Footage of the violence many queer Eastern Europeans face when they take to the streets to increase the visibility of their communities convinced the Vancouver Pride Society (VPS) to highlight the human rights deficit many countries still confront when it comes to equality for queer people.
VPS president John Boychuk says the level of “hatred, abuse and violence associated with something that was supposed to be a simple, peaceful march, not a parade, not a rally” was so shocking that “we felt we had to do something.”
To that end, the VPS invited Dmitri Bartenev and Tomasz Baczkowski, representatives of the Moscow and Warsaw Prides respectively, to be grand marshals at this year’s Vancouver Pride celebrations in an effort to show solidarity.
For a second year in a row, Moscow’s Pride rally ended in violence as protesters targeted gays who had gathered for the event, May 27, while police looked on (see story page 12).
Pride went more smoothly in nearby Poland this year as a record 20,000 people marched through downtown under heavy police protection, May 19 (see brief page 13). But two years ago, then-Mayor Lech Kaczynski banned the march after he accused organizers of “propagating gay orientation.” Kaczynski is now president of Poland.
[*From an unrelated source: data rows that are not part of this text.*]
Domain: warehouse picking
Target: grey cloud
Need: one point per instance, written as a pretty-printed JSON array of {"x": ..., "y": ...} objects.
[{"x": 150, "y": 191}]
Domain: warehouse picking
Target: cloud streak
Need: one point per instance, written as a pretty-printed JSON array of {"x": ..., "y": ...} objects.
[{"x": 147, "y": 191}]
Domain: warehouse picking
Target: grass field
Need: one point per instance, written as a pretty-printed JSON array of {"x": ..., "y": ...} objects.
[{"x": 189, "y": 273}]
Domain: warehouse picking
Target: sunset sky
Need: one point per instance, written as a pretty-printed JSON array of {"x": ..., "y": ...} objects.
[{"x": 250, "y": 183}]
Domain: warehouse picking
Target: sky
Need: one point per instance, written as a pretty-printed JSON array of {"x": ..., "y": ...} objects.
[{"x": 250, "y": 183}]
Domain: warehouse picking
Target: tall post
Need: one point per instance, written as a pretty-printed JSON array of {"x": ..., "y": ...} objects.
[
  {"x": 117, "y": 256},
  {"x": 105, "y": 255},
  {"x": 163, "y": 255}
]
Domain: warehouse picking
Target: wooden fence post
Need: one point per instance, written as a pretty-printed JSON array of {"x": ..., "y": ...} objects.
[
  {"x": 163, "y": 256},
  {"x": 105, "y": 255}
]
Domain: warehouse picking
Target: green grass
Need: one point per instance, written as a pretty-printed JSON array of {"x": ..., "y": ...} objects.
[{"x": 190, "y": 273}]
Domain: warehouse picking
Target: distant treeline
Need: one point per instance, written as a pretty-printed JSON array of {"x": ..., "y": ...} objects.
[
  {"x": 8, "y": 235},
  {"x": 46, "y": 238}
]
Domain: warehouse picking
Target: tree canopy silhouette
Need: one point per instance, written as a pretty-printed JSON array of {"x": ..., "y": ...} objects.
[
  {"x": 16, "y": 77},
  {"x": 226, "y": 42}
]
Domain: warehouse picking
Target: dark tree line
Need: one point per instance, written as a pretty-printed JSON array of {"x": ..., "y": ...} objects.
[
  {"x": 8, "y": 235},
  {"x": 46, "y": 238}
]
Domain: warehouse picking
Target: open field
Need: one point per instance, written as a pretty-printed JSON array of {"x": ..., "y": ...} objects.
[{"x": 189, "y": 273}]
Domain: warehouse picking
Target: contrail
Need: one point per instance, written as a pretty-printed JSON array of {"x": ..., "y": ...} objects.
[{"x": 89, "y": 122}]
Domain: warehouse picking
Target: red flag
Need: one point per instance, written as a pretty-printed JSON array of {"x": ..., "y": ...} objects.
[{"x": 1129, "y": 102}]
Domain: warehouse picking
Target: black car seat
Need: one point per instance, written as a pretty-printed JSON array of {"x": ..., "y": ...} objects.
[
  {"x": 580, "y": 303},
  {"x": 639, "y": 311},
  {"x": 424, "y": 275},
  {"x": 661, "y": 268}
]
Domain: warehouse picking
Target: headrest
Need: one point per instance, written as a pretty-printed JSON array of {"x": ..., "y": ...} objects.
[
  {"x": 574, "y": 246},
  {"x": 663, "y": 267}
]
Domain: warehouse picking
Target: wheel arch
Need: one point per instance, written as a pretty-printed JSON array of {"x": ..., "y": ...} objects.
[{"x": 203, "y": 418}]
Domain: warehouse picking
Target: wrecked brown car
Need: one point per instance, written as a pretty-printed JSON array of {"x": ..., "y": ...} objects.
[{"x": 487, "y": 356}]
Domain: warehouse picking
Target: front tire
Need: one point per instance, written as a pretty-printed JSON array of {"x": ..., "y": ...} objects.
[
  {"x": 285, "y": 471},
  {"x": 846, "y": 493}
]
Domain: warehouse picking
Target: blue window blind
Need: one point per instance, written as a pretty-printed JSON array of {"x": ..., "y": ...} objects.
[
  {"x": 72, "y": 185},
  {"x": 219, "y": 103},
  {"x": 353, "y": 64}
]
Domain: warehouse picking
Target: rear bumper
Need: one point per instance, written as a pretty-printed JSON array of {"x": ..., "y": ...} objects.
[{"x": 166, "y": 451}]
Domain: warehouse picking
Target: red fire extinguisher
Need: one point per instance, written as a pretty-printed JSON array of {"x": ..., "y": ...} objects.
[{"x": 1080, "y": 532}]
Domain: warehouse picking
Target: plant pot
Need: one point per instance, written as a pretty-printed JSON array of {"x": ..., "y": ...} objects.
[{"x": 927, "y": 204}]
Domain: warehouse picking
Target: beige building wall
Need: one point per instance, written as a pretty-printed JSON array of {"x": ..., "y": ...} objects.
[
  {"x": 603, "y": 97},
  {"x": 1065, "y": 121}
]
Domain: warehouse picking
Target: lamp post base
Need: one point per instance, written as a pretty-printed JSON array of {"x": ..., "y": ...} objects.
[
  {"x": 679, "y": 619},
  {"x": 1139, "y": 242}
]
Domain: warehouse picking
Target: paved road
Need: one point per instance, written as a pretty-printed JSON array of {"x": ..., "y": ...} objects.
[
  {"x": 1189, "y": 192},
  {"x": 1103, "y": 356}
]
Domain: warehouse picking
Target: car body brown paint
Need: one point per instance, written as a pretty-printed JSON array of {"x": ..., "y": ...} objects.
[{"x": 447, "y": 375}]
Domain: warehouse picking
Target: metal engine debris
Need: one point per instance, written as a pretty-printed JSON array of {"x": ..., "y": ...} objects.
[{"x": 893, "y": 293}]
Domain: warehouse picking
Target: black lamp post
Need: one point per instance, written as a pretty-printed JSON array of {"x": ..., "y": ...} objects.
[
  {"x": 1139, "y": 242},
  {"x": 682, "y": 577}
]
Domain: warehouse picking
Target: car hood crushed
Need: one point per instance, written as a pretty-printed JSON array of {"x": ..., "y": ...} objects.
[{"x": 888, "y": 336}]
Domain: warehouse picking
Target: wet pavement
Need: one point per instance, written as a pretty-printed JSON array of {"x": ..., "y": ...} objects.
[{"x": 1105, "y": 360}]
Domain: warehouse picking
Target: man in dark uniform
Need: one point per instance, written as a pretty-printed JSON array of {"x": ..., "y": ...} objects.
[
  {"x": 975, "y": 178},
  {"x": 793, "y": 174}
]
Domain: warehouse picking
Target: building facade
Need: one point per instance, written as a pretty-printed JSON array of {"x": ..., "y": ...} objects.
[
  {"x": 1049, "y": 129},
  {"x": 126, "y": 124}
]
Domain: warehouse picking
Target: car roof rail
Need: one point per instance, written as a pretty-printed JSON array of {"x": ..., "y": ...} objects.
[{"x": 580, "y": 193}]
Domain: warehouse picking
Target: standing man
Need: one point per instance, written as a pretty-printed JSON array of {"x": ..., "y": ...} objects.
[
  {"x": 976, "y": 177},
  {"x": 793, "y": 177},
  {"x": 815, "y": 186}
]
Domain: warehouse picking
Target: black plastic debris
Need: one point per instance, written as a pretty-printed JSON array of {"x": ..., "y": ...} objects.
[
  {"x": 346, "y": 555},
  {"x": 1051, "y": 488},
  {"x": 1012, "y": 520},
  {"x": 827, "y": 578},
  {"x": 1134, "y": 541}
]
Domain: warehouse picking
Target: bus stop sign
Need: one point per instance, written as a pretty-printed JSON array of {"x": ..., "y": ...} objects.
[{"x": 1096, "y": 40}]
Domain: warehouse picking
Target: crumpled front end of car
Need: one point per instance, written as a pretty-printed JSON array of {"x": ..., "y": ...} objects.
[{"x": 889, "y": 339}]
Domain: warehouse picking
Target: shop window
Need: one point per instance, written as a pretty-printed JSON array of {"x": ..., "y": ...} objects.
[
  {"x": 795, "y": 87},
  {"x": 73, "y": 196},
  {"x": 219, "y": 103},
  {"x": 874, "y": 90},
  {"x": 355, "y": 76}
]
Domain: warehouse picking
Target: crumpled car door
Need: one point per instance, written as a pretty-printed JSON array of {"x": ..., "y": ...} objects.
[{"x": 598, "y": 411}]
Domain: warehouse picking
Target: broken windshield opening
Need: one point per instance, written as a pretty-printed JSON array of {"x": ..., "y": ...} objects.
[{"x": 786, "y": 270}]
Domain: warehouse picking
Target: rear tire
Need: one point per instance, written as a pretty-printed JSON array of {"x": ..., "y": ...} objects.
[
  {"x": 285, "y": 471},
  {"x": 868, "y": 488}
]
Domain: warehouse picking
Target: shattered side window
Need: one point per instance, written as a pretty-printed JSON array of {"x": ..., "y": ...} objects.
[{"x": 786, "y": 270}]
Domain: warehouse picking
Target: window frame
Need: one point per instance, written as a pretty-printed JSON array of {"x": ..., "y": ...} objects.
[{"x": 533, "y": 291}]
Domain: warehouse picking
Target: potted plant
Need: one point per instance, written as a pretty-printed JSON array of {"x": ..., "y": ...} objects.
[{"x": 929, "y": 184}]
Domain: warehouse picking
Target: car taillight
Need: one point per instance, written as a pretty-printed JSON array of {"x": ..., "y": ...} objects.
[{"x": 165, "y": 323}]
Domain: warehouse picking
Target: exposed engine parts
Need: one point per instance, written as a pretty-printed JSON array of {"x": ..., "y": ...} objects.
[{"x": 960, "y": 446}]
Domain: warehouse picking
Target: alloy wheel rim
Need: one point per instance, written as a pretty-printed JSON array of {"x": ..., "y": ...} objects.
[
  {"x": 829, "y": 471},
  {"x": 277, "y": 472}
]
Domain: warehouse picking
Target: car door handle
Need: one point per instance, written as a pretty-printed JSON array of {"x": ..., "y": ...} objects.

Bartenev and Baczkowski will have several opportunities to share their experiences with Vancouverites this summer. Among other events, they will attend a film and dialogue evening, held in cooperation with Out on Screen at Vancity Theatre, featuring a graphic film entitled Prides in Conflict about the turmoil that pervades Eastern European Prides.
“Why not bring that to Vancouver,” Boychuk says, “and say, ‘Hey, we’ve got something fantastic here, but let’s also not forget our brothers and sisters that are out there, that are getting beaten up, that are being shut down by their government, that are not getting the support from any level.’
“Let’s be a role model, let’s step up to the plate and let’s show them there is hope,” says Boychuk.